Data, o której mówimy, upamiętnia otwarcie nowego zakładu, ale historia związana z piekarstwem w naszej rodzinie sięga czasów przedwojennych. Dzisiaj w Radomiu funkcjonują trzy samodzielnie działające piekarnie braci Gajdów: Marcina przy ulicy Mazowieckiej, Marka przy ulicy Posłów Greckich oraz moja przy ulicy Czarnoleskiej. A wszystko zaczęło się od dziadka Władysława, który był prawdopodobnie pierwszym piekarzem w rodzinie. Urodził się w 1910 roku i już w latach 30. XX w., wraz ze swoim bratem, prowadził piekarnię w Radzanowie. Tam zastała ich wojna.

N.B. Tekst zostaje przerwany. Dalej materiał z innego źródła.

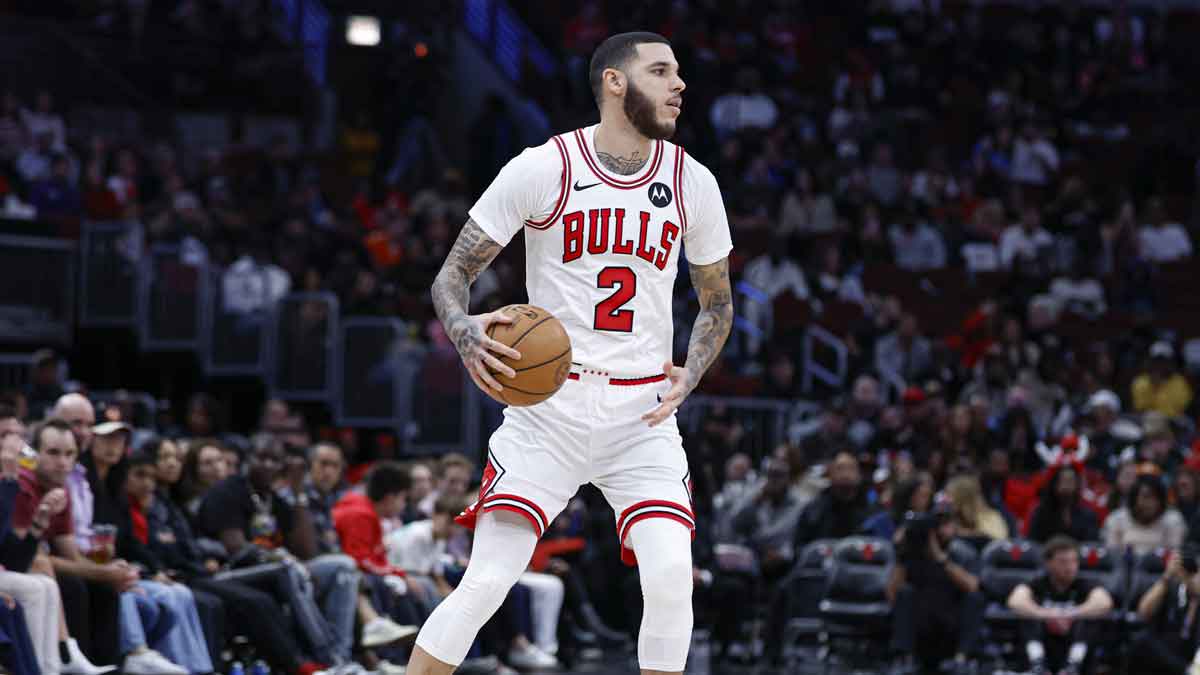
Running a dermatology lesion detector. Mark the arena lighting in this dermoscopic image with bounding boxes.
[346,17,380,47]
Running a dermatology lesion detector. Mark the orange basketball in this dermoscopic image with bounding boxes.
[487,305,571,406]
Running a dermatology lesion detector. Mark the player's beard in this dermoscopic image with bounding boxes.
[622,79,676,141]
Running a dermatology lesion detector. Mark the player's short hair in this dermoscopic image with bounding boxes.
[367,461,412,502]
[588,30,671,106]
[1042,534,1079,562]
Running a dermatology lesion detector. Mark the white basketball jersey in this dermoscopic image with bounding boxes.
[470,126,732,376]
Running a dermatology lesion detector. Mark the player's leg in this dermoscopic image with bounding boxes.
[407,509,538,675]
[629,518,692,674]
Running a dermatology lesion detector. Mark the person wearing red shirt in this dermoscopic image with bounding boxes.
[334,462,425,643]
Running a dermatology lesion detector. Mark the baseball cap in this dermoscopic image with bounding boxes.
[1150,340,1175,359]
[1086,389,1121,412]
[91,422,133,436]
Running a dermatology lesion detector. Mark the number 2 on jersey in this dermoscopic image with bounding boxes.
[592,267,637,333]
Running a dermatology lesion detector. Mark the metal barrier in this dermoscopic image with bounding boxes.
[268,293,340,404]
[335,318,408,426]
[138,244,210,351]
[79,222,143,325]
[202,269,272,377]
[0,235,76,345]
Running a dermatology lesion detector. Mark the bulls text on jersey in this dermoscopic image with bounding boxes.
[563,208,679,270]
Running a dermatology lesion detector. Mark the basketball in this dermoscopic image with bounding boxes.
[487,305,571,406]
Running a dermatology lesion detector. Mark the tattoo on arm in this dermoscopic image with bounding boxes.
[685,258,733,390]
[431,219,503,358]
[596,150,649,175]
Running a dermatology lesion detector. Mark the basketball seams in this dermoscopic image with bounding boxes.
[514,347,571,372]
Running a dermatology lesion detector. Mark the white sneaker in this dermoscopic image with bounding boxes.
[121,650,190,675]
[61,638,116,675]
[509,645,558,670]
[362,616,420,649]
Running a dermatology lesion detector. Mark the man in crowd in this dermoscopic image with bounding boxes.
[887,507,985,675]
[1130,550,1200,675]
[1008,536,1112,675]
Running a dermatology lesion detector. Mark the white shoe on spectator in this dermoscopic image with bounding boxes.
[509,645,558,670]
[61,638,116,675]
[362,616,420,649]
[121,650,188,675]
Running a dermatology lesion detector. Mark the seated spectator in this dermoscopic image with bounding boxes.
[142,438,318,674]
[1139,197,1192,263]
[1130,340,1192,417]
[1104,476,1188,554]
[1030,465,1100,544]
[887,507,986,674]
[888,214,946,271]
[172,438,230,521]
[946,476,1008,540]
[862,473,934,540]
[197,438,360,665]
[12,418,138,674]
[875,312,934,382]
[1008,537,1114,675]
[1129,551,1200,675]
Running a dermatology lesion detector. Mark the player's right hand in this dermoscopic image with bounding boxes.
[456,310,521,402]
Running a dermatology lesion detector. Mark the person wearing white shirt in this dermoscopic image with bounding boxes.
[1139,197,1192,263]
[1010,123,1058,186]
[1000,205,1054,268]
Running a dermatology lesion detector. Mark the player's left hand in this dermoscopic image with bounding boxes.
[642,362,692,426]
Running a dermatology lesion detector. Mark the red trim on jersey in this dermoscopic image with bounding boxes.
[575,129,662,190]
[617,500,696,567]
[566,372,667,387]
[674,145,688,234]
[526,136,571,229]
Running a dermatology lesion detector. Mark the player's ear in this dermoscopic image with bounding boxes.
[600,68,625,96]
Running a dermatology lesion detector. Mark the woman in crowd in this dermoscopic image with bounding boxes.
[1030,466,1100,543]
[946,476,1008,539]
[134,438,324,673]
[1104,474,1188,554]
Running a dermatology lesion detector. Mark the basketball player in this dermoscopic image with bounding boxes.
[408,32,733,675]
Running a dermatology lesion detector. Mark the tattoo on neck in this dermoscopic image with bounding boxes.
[596,150,647,175]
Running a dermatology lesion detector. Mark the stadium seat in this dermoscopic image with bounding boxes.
[820,537,895,656]
[784,539,838,645]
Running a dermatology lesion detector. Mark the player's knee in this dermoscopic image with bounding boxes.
[637,551,691,611]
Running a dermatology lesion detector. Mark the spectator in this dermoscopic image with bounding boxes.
[1130,551,1200,675]
[731,458,804,583]
[888,215,946,271]
[946,476,1008,540]
[1010,121,1058,187]
[1104,476,1188,554]
[1000,204,1054,269]
[12,418,129,674]
[1030,465,1100,544]
[1008,537,1114,675]
[197,442,360,665]
[863,473,934,542]
[875,312,934,382]
[708,67,779,138]
[1139,197,1192,263]
[141,438,319,675]
[887,509,986,675]
[1130,340,1192,417]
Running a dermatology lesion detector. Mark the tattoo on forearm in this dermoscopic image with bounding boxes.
[596,150,648,175]
[431,220,502,358]
[686,258,733,392]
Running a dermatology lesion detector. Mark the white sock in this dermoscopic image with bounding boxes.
[1067,643,1087,665]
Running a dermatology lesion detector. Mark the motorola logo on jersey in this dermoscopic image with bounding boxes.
[563,206,679,270]
[647,183,671,209]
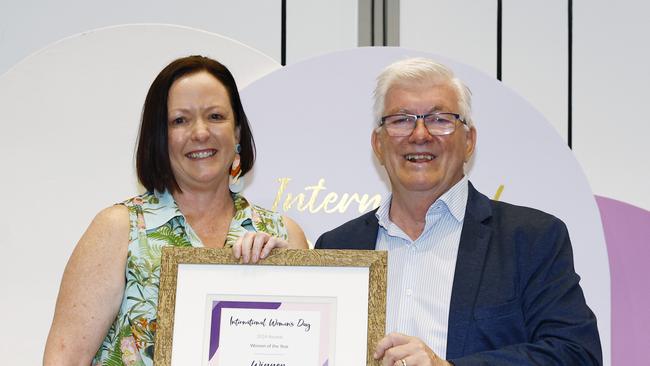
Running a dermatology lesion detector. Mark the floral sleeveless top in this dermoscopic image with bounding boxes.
[93,192,288,366]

Był to trudny okres dla piekarzy w całym kraju. Większość z nich radziła sobie tylko dzięki ryzykownej sprzedaży zakazanego białego pieczywa.
Tak samo radził sobie mój dziadek. Piekarnia miała charakter rodzinny, w którym pomagało jego trzech synów: Zdzisław, Kazimierz, a także mój ojciec, Henryk. Synowie nosili przez lasy biały chleb na targowiska do Radomia. Tata miał wtedy około 8-10 lat. Ta sprzedaż była bardzo opłacalna, ale przypominała późniejsze lata PRL-u, gdy po targu chodziła handlarka i szeptała „Cielęcina, cielęcina..."
Po wojnie pański dziadek wraz z rodziną przeprowadził się do Radomia...
Dziadek
chciał polepszyć sytuację rodziny, stąd decyzja o przeprowadzce
do Radomia w 1945 roku. Zamieszkali przy ulicy Żeromskiego 7.
Pierwsza piekarnia w jakiej pracował mieściła się przy
Żeromskiego 3.
W 1948 roku pana dziadek wszedł w słynną spółkę z panem Marianem Pastuszką i uruchomili piekarnię, która mieściła się na rogu ulicy Słowackiego i Złotej, dzierżawiąc ją od Fogla...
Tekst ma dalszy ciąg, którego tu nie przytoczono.